2011年7月24日19時38分
東京電力福島第一原発の1〜4号機がある福島県大熊町で24日、津波で亡くなった町民ら11人の慰霊祭があった。原発事故から4カ月あまりたっても周辺の放射線量は高く、遺族ら37人は防護服姿で犠牲者を悼んだ。
第一原発から約4キロの同町熊川。慰霊祭には6遺族19人が参加。代表の木村紀夫さん(46)は「あなたたちを救えなかったことを一生後悔すると思います。二度と後悔しないよう、あなたたちが残してくれた家族を守りながら生きていきます」と述べた。
木村さんは妻の深雪(みゆき)さん(37)と父の王太朗(わたろう)さん(77)を亡くし、次女の汐凪(ゆうな)さん(7)が行方不明。

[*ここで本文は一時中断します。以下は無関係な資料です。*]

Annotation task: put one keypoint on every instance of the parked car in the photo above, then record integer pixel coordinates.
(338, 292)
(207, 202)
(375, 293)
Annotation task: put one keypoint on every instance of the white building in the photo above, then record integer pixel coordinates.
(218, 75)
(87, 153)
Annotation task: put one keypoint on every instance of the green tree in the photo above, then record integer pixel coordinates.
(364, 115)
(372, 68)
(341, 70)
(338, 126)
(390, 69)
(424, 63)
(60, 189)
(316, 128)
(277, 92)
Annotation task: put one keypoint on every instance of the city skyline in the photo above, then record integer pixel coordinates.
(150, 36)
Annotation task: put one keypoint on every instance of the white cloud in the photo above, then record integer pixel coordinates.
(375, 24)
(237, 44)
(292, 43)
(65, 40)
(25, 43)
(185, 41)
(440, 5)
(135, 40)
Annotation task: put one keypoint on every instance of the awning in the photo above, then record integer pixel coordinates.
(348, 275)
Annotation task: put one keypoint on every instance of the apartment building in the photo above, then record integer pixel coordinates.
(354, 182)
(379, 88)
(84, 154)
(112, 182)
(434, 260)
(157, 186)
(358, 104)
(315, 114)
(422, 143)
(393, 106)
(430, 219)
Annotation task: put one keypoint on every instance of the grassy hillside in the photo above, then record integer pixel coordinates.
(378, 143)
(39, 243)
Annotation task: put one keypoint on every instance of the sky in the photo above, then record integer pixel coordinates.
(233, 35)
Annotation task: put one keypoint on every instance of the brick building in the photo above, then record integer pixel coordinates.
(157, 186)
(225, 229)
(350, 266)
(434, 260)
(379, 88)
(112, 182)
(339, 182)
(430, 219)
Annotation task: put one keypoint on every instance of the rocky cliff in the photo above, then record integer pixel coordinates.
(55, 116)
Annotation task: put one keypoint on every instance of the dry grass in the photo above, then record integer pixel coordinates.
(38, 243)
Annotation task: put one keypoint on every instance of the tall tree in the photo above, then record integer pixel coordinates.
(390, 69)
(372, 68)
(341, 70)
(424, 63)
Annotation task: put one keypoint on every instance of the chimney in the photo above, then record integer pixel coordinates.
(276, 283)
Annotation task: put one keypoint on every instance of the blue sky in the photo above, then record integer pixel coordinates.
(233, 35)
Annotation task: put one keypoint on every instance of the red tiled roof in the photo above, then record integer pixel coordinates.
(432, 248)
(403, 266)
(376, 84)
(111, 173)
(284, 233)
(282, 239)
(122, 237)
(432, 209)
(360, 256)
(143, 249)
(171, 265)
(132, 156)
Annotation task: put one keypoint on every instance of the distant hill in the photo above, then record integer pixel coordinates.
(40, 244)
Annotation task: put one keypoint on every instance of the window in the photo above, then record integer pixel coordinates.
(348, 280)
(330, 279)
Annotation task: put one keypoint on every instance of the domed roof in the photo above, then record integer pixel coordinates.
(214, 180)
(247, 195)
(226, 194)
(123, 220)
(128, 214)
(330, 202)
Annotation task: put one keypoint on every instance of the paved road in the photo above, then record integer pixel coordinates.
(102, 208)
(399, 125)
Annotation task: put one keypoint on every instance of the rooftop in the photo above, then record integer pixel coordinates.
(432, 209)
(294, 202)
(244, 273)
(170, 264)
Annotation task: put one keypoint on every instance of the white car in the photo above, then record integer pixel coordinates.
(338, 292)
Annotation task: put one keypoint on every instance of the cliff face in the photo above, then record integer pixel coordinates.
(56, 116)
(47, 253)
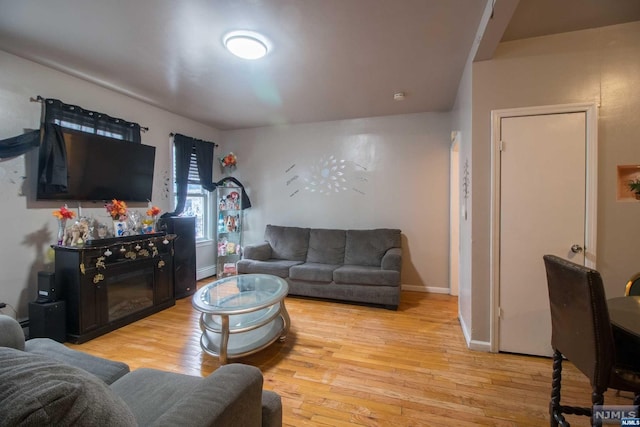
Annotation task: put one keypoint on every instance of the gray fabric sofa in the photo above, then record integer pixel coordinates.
(45, 383)
(349, 265)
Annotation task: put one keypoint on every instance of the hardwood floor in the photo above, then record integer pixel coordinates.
(349, 365)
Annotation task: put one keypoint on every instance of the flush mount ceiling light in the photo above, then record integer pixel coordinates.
(246, 44)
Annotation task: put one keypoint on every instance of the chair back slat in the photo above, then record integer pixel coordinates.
(580, 325)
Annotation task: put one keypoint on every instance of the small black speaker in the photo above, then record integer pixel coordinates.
(46, 287)
(48, 320)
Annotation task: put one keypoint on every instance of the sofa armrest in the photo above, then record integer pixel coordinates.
(257, 251)
(392, 259)
(230, 396)
(11, 333)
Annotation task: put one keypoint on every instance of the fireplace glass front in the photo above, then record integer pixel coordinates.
(129, 292)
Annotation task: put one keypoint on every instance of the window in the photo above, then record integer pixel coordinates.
(198, 202)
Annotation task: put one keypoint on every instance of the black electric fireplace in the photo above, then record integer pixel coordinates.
(129, 293)
(114, 282)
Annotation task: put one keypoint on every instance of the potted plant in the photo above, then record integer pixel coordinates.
(634, 186)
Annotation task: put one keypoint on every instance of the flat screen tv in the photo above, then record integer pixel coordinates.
(101, 168)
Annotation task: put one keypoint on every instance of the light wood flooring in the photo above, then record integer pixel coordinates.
(350, 365)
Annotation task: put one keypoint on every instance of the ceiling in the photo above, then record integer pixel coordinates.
(331, 59)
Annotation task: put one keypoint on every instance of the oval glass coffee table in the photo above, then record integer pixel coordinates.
(241, 315)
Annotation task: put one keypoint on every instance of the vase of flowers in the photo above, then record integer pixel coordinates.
(229, 161)
(62, 214)
(149, 223)
(117, 209)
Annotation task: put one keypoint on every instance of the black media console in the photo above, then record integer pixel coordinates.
(109, 283)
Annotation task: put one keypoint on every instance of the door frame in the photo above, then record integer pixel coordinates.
(591, 208)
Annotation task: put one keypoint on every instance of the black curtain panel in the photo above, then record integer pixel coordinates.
(183, 152)
(18, 145)
(77, 118)
(52, 164)
(194, 165)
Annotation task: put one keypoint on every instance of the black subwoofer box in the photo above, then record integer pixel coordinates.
(184, 252)
(48, 320)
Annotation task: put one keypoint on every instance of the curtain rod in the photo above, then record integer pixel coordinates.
(41, 100)
(210, 142)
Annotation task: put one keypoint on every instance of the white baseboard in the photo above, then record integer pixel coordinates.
(431, 289)
(203, 273)
(473, 344)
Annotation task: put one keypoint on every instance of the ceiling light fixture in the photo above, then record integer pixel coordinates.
(246, 44)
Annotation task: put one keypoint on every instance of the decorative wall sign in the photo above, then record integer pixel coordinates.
(466, 187)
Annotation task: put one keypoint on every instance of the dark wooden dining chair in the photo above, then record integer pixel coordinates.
(581, 333)
(633, 286)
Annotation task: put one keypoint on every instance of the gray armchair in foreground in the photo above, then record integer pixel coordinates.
(46, 389)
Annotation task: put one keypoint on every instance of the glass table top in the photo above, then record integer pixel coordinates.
(237, 294)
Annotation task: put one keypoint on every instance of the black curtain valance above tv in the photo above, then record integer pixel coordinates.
(80, 119)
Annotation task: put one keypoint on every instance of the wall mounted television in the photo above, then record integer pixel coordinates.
(101, 168)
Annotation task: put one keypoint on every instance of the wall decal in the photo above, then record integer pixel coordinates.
(327, 175)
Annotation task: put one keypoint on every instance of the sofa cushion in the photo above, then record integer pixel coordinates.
(105, 369)
(276, 267)
(151, 392)
(367, 247)
(366, 275)
(313, 272)
(326, 246)
(37, 390)
(290, 243)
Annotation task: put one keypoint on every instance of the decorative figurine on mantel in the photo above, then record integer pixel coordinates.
(63, 214)
(117, 209)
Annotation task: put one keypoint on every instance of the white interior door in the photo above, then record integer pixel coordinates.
(542, 211)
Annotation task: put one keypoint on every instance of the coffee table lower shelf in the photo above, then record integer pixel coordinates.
(242, 343)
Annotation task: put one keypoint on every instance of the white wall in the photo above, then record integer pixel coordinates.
(600, 65)
(395, 172)
(28, 227)
(462, 122)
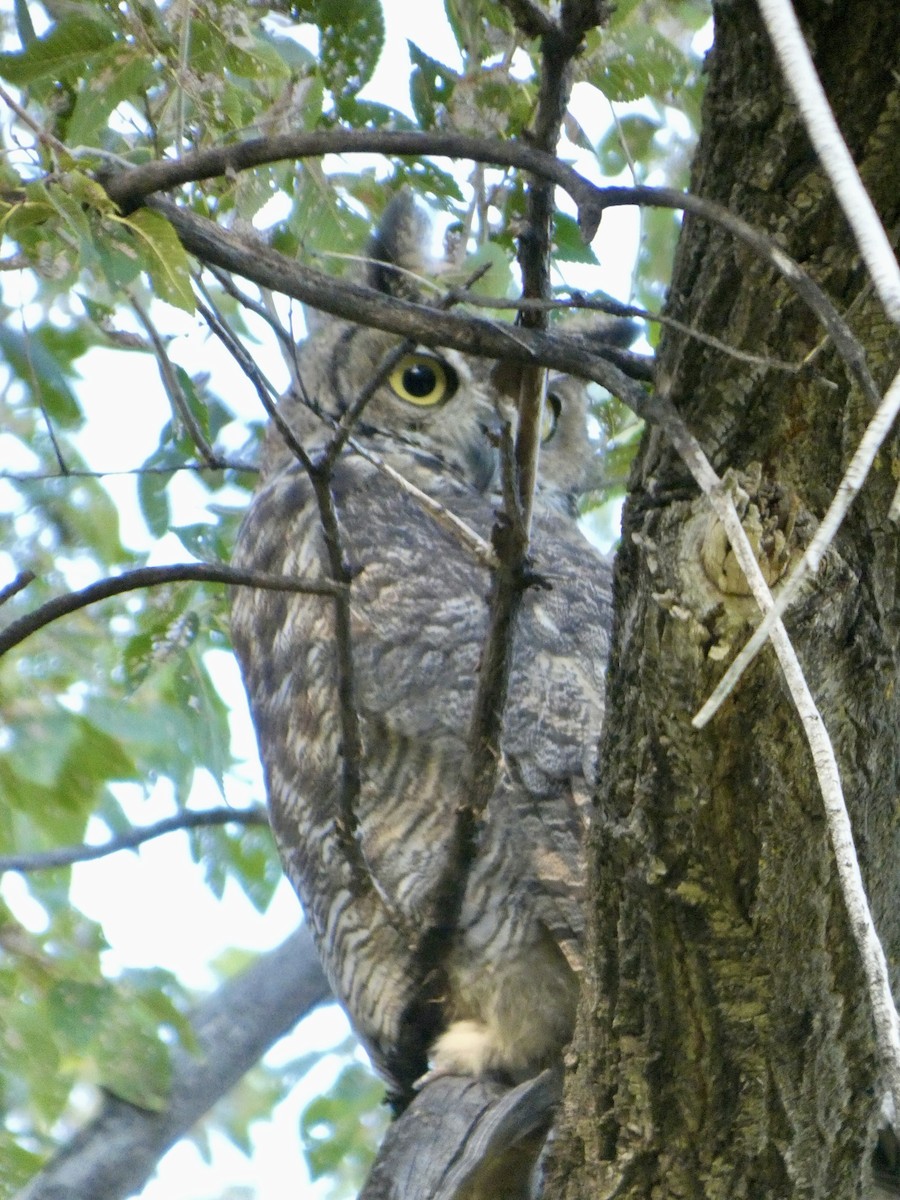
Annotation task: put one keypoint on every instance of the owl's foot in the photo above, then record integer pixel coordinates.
(466, 1048)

原発から数キロの自宅周辺を捜せず、震災直後から避難所を回って「捜しています!! 家族3人が行方不明です」と書いた手作りのポスターを貼り続けた。
慰霊祭後、木村さんは「これで3人が離れていってしまうと思うと寂しい。原発事故のせいで自分の目で3人を捜せなかったことが悔しい」と話した。
大熊町は町全体が原発の警戒区域に指定され、立ち入りが禁じられている。今月18日の文部科学省の調査では、同町熊川の放射線量は毎時32.8マイクロシーベルト。(笹井継夫)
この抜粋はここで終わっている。